Those are the unit circles for the three equations

 

[Matricaria]

This is another one for the three equations on the same graph paper, just in case the other ones display a black background

 

[I like Serena]

Right!

Now, let's take a look at z^4 = 1.
Isn't that a square?
What are the lengths of its sides?

Can you calculate that?
Or can you perhaps measure it with a ruler?

 

[Matricaria]

This is the thing about this assignment, my teacher said we should do it analytically/algebraically, then find a pattern and put it into a conjecture !

 

[Matricaria]

And I don't know how to calculate the sides, that is!

 

[I like Serena]

You can draw a (isosceles) triangle between the origin and 2 neighboring roots.
What are the lengths of the sides of this triangle?
And what is the angle between the sides?

 

[Matricaria]

I think it's more of an equilateral triangle where each angle = 60 degrees?

And still don't know about the length of the sides :/

 

[I like Serena]

Hmm, if I look at the square, I intended the triangle between the points (0,0), (1,0), and (0,1).
That is definitely not an equilateral triangle...

Which triangle were you thinking of?

 

[Matricaria]

I was talkin' about the bigger one between (1,0) (-1/2, sqrt3/2) and (-1/2, -sqrt3/2)

About your traingle: It's a right angled traingle with angles: 90, 30 and 60..
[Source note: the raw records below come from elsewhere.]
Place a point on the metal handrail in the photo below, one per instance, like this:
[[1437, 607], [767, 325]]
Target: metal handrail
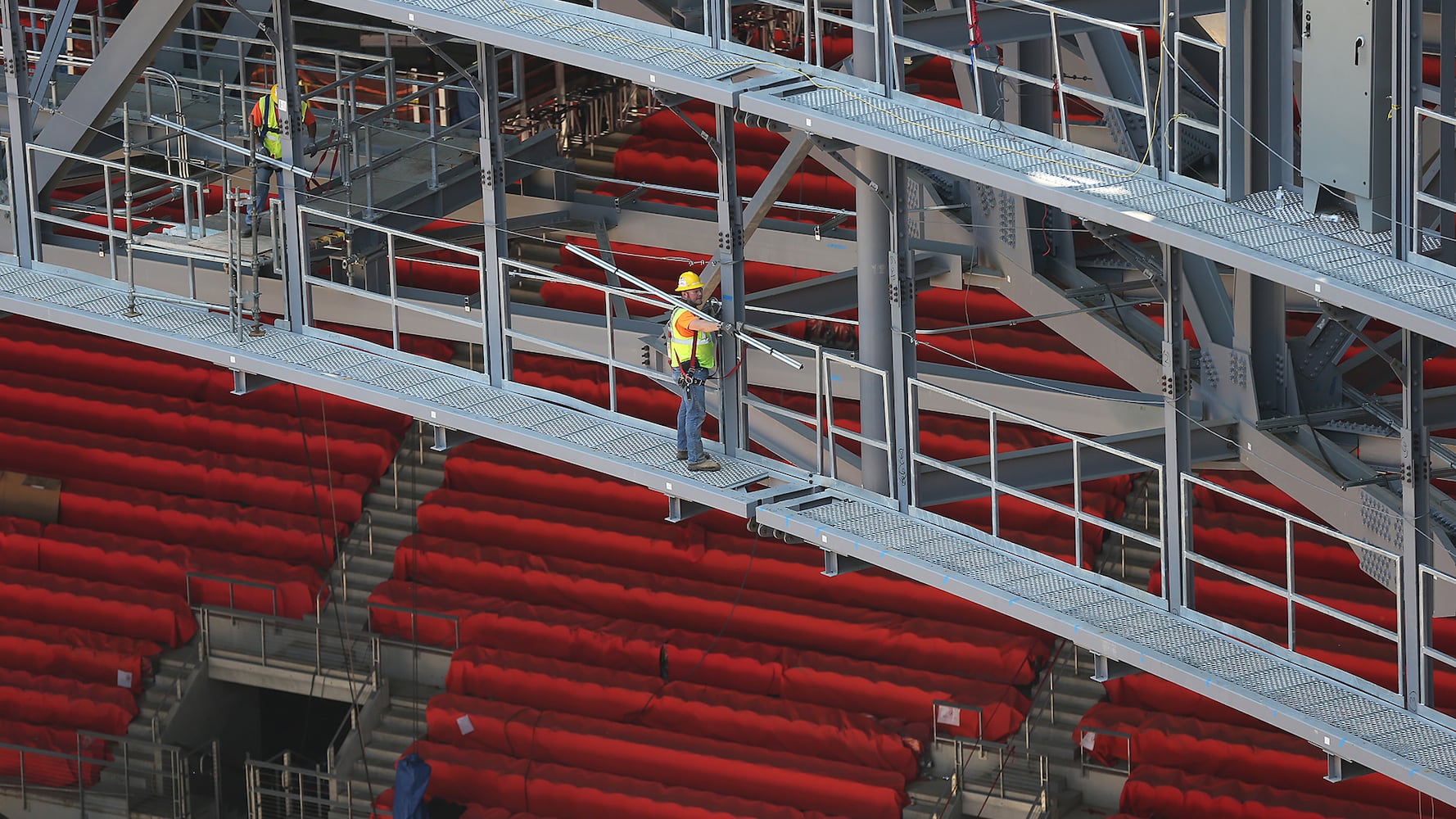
[[997, 487], [232, 586]]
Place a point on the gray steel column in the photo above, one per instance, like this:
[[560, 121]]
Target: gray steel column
[[1409, 89], [1177, 429], [872, 226], [16, 80], [1446, 161], [730, 270], [497, 308], [1259, 97], [1416, 522], [295, 233], [902, 331]]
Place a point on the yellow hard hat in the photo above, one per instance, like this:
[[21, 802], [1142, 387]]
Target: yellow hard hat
[[689, 282]]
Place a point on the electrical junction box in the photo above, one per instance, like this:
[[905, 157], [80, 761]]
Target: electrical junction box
[[1345, 106]]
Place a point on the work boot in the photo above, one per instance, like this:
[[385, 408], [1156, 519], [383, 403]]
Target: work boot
[[705, 465]]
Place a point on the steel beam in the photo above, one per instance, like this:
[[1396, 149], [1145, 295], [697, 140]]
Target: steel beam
[[99, 91], [730, 269], [1006, 24], [57, 34], [292, 127], [1416, 527], [492, 220], [18, 89]]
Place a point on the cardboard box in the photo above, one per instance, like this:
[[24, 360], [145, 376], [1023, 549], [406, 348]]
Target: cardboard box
[[29, 495]]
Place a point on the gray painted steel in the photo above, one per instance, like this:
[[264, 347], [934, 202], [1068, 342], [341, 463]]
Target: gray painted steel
[[1005, 577]]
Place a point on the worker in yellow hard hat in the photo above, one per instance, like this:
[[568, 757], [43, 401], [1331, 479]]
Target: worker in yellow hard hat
[[694, 351], [265, 120]]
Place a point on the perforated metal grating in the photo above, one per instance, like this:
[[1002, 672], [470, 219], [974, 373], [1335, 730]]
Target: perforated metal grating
[[1286, 686]]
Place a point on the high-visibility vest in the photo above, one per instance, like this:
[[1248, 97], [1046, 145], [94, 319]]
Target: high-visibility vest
[[265, 119], [681, 346]]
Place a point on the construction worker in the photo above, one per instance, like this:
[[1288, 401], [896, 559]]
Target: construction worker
[[267, 117], [694, 351]]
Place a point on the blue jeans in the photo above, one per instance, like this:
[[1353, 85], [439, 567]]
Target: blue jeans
[[262, 185], [690, 417]]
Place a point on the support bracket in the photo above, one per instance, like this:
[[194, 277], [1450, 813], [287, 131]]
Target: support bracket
[[1343, 770], [1107, 669], [836, 564], [249, 382], [679, 509], [447, 439]]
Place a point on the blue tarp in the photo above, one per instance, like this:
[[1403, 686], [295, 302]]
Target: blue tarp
[[411, 780]]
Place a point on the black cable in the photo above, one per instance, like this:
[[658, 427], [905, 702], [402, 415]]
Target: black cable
[[323, 540]]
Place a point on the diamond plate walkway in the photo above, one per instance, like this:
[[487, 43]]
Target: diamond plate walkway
[[415, 387], [1296, 250], [1005, 577]]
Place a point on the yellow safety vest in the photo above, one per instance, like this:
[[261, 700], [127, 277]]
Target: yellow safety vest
[[273, 140], [681, 346]]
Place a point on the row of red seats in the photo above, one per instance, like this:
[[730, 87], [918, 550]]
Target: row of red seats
[[197, 522], [1117, 735], [686, 707], [546, 789], [676, 759], [223, 437], [39, 449], [689, 550], [859, 686], [705, 607], [242, 581]]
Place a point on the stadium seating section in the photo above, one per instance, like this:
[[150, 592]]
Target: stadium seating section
[[174, 491]]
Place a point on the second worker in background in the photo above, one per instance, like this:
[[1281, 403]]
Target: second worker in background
[[694, 351]]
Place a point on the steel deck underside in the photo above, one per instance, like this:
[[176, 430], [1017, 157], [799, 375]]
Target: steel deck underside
[[1299, 256], [426, 389], [1336, 717]]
Still no clue about the length

 

[I like Serena]

Ah, you were looking at z^3=1.
We'll get to that.

Okay, back to "my" triangle.
It is an isosceles triangle and its angles are actually 90, 45 and 45.
Have you ever heard of Pythagoras and how to calculate the sides of a right triangle?And let me also also try another tack here:
You have 2 points here: (1,0) and (0,1).
Do you know how to calculate the distance between 2 points?
Because that is $\sqrt{(x_2-x_1)^2 + (y_2-y_1)^2}$.

 

[Matricaria]

sqrt2?